If a householder gives in charity in a spirit of detachment, he is really doing good to himself and not to others.  It is God alone that he serves--God, who dwells in all beings; and when he serves God, he is really doing good to himself and not to others.  If a man thus serves God through all beings, not through men alone but through animals and other living beings as well; if he doesn't seek name and fame, or heaven after death, if he doesn't seek any return from those he serves; if he can carry on his work of service in this spirit--then he performs truly selfless work, work without attachment.  Through such selfless work he does good to himself. This is called karmayoga.  This too is a way to realize God.  But it is very difficult, and not suited to the Kaliyuga.

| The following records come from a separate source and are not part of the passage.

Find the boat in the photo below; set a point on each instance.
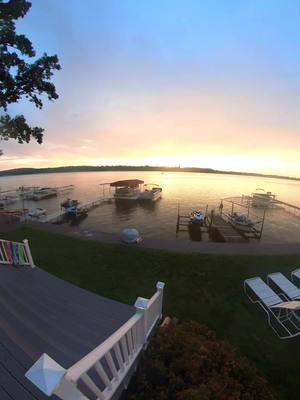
(6, 200)
(241, 222)
(43, 193)
(129, 189)
(262, 199)
(196, 218)
(152, 194)
(37, 212)
(195, 223)
(26, 192)
(69, 203)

He who works in such a detached spirit--who is kind and charitable--benefits only himself.  Helping others, doing good to others--this is the work of God alone, who has created for men the sun and moon, father and mother, fruits, flowers, and corn.  The love that you see in parents is God's love.  He has given it to them to preserve His creation.  The compassion that you see in the kindhearted is God's compassion:  He has given it to them to protect the helpless.  Whether you are charitable or not, He will have His work done somehow or other.  Nothing can stop His work.

Pray to God with a longing heart.  He will surely listen to your prayer if it is sincere.  Perhaps he will direct you to holy men with whom you can keep company; and that will help you on your spiritual path.  Perhaps someone will tell you, 'Do this and you will attain God.'

One must have faith in the guru's words.  The guru is none other than Satchidananda.  God hiimself is the guru.  If you only believe his words like a child, you will realize God.  God cannot be realized by a mind that is hypocritical, calculating or argumentative.  One must have faith and sincerity.  Hypocrisy will not do.  To the sincere, God is very near; but He is far, far away from the hypocrite.

One must have for God the yearning of a child.  The child sees nothing but confusion when his mother is away.  You may try to cajole him by putting a sweetmeat in his hand; but he will not be fooled.  He only says 'No, I want to go to my mother.'  One must feel such yearning for God.  Ah, what yearning!  How restless a child feels for his mother.  He to whom the enjoyment of worldly happiness appears tasteless, he who takes no delight in anything of the world--money, name, creature comforts, sense pleasure--becomes sincerely grief-stricken for the vision of the Mother.  And to him alone the Mother comes running, leaving all Her other duties.

Whether a man should be a householder or a monk depends on the will of Rama.  Surrender everything to God and do your duties in the world.  What else can you do?  If the householder becomes a jivan-mukta, then he can easily live in the world if he likes.  A man who has attained Knowledge does not differentiate between 'this place' and 'that place.'  All places are the same to him.  He who thinks of 'that place' also thinks of 'this place.'

How much of the scriptures can you read?  What will you gain by mere reasoning?  Try to realize God before anything else.  Have faith in the guru's words, and work.  If you have no guru, then pray to God with a longing heart.  He will let you know what He is like.

How long must a man continue formal worship?  As long as he has not developed love for God's Lotus Feet, as long as he does not shed tears and his hair does not stand on end when he repeats God's name.

By no means all people are attracted to God.  There are special souls who feel so.  To love God one must be born with good tendencies.  If a man slips from the path of yoga, then he is reborn in a prosperous family and starts again his spiritual practice for the realization of God.  While thinking of God the aspirant may feel a craving for material enjoyment.  It is this craving that makes him slip from the path.  In his next life he will be born with the spiritual tendencies that he failed to translate into action in his present life.  No salvation is possible for a man as long as he has desire, as long as he hankers for worldly things.